Ecotourism activities, mainly focused on ecological trails and nature observation (fauna and flora) can also be pointed out as a potentiality after the opening of the Park to visitors.
Field activities can be carried out by schools and other institutions in the region, which can have in the Park an additional resource in carrying out outdoor Environmental Education activities.
The administrative headquarters of the Park, located in the city of Prado, serves as a support point for tourist and environmental information in the region, in addition to having educational materials on environmental issues for students in the region.
There is also a field office at the entrance to the Park, with little infrastructure, and an outpost near the village of Cumuruxatiba, currently occupied by indigenous people. The roads within the Park are dirt, used only by staff for routine monitoring.

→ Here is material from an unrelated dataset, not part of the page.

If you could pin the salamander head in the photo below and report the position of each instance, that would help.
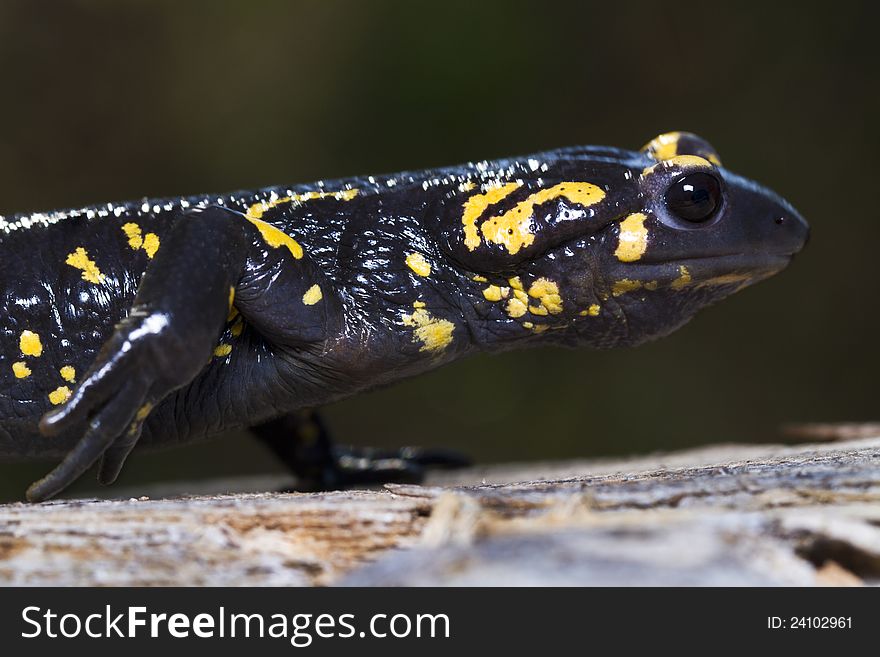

In nearby towns such as Itamarajú (17 km) it is possible to find good inns and in Prado (30 km), besides good places to stay, it is possible to enjoy the excellent diversified cuisine.
Access to the park is via the BR 101 highway to the city of Itamaraju. Then, follow the BA-001 highway to Prado.
Traveling another 22 kilometers, you arrive at the main gate. A road, the only passable one, crosses the park at both ends, heading to the small village of Cumuruxatiba, which, in the future, will be a trip not to be missed, traveling along a beautiful park road.